Mean Squared Residual is 89.9, Mean Squared Error is 7.52


In [40]:
# Calculate the F-value
F_value = MSR / MSE
print(f'F-value is {F_value.round(2)}')

F-value is 11.96


In [32]:
# degree of freedom and alpha value
alpha = 0.05
df_regression = 2-1
df_error = len(x)-2 

In [39]:
# Calculate the F-value using Percent point function (inverse of cdf)
import scipy.stats
f_critical = scipy.stats.f.ppf(1- alpha, df_regression, df_error)
print(f'F_critical is {f_critical.round(2)}')

F_critical is 7.71


In [38]:
# Check the hypothesis
if F_value > f_critical:
    print("Reject the null hypothesis")
else:
    print("Fail to reject the null hypothesis")

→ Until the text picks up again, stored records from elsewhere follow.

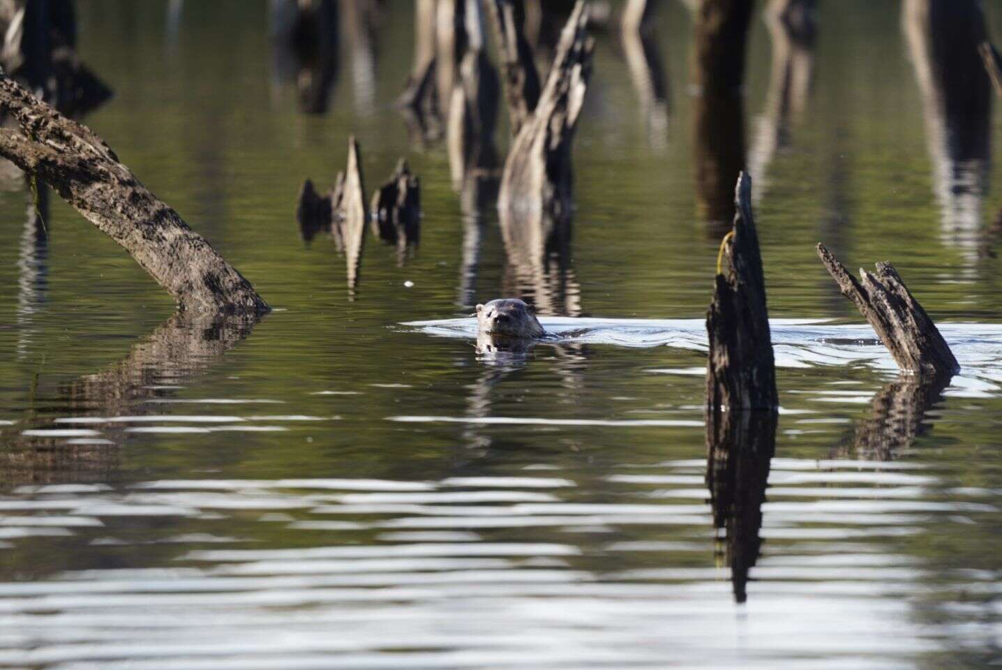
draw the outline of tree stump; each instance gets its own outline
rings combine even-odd
[[[397,163],[390,180],[373,194],[372,212],[377,237],[396,244],[401,254],[417,245],[421,234],[421,184],[404,158]]]
[[[726,533],[722,554],[734,600],[747,599],[748,573],[762,552],[762,505],[776,453],[775,412],[728,412],[706,422],[706,487],[713,527]]]
[[[488,0],[500,61],[504,65],[505,99],[512,137],[539,102],[539,73],[525,37],[524,0]]]
[[[723,412],[775,412],[780,405],[766,280],[752,215],[752,178],[743,172],[734,201],[733,228],[720,245],[713,301],[706,313],[706,410],[714,423]]]
[[[571,141],[591,71],[587,2],[564,27],[535,111],[515,137],[501,176],[498,212],[507,239],[567,236],[571,217]]]
[[[222,256],[153,195],[92,130],[0,74],[0,106],[21,131],[0,129],[0,155],[42,179],[114,239],[186,311],[269,307]]]
[[[890,262],[877,263],[877,273],[860,269],[857,279],[824,244],[818,244],[829,274],[877,331],[902,371],[941,377],[960,372],[960,364],[939,329],[908,290]]]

Reject the null hypothesis


< Conclusion >

- Our model y = -0.8188 + 0.1462x is significant
- Our model is good fit for 95% confidence level (alpha = 0.05)

- Null hypothesis rejected. 
- F-value > F-critical : Statistical significance linear relationship exist between independent variable x and dependent variable y. Which is not due by chance.